As one of the seven founders of the ITER fusion experiment conceived during the Cold War, Russia cannot be excluded from the project. But Europe may move to limit its participation
As the world cuts Russia off from more and more joint research and innovation projects following its invasion of Ukraine, there’s been deafening silence from the ITER megaproject that is seeking to demonstrate the potential of nuclear fusion by building the world’s largest tokamak in south west France.
ITER was jointly conceived and pushed forward in the midst of the Cold War by US and Russian leaders Ronald Reagan and Mikhail Gorbachev. It was a major moment for science diplomacy, but today the future of ITER as a channel of cooperation between Russia and the west is in question.
Along with cuts to research ties mandated by government across Europe, Russia has been axed from other big collaborative research projects. Last week, the particle physics lab CERN suspended Russia’s status as an observer to the organisation. A week earlier, a European project, the X-ray Free-Electron Laser, said it will not start new agreements with Russian institutions and was suspending existing ones.
Ukraine’s Council of Young Scientists has called for Russia to be banned from ITER, but this may not be so straightforward. Russia, alongside China, the EU, India, Japan, Korea and the US, is one of the seven founders of the 35-year project. In effect, this means there is no way to exclude it from the project completely.
“There is no provision in the ITER agreement that would allow the exclusion of one of the signatories,” Jan Panek, deputy director general responsible for nuclear energy, safety and ITER at the European Commission, told the European Parliament’s energy, industry and research committee ITRE meeting about fusion energy on Tuesday.
Unlike at CERN, Russia does not just have observer status, but rather is an active contributor to the construction of ITER. For example, it is a major supplier of the niobium-tin superconducting material for ITER’s magnets and is manufacturing crucial components including gyrotrons, the energy-generating devices in the electron cyclotron resonance heating system. Russia will supply eight of these devices in total, one third of the total installed capacity on the ITER machine.
Russia also has constructed and tested a full scale prototype of the ‘director dome’ the component at the base of the plasma chamber that extracts heat and ash produced by the fusion reactor. This was delivered from Russia to ITER in December 2021.
Apart from being so inextricably linked with the construction of ITER, sanctioning Russia will be difficult, given other members including China and India have not condemned the invasion of Ukraine. Panek said the governing statutes mean some form of sanction is technically feasible but finding a compromise between all the participating countries will be difficult.
“It’s not an easy subject. You can imagine that in an organisation that has seven stakeholders including not only Russia but also China, India, in addition to the US, Europe, Korea and Japan, it has to be the result of a very sensitive discussion,” said Panek.
One way the EU can make a move is through limiting its own cooperation with Russian companies in the France-based project, Panek noted. “The final layer is the participation of Europe in the project, the deliveries that we make to Europe and the extent to which we may change our policy that in the past was open also to collaboration to Russian companies.”
Here, Panek said, no official EU sanctions apply to fusion technology.

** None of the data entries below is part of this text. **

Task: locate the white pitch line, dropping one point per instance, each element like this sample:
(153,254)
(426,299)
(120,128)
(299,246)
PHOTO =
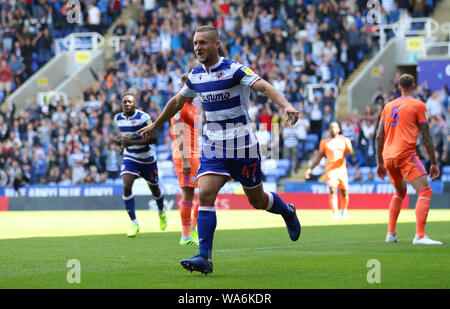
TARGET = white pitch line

But as the invasion turns increasingly more bloody, the sanctions keep tightening, with the fourth round of bans on trade with Russia published by the European Commission on Monday.
The current goal is to power the ITER machine for the first time in December 2025. However, this is now looking unlikely due to delays caused by supply issues brought on by the COVID-19 pandemic and the uncertainty that comes with such first-of-their-kind projects. Panek says ITER is now in the process of rethinking timelines and budgets.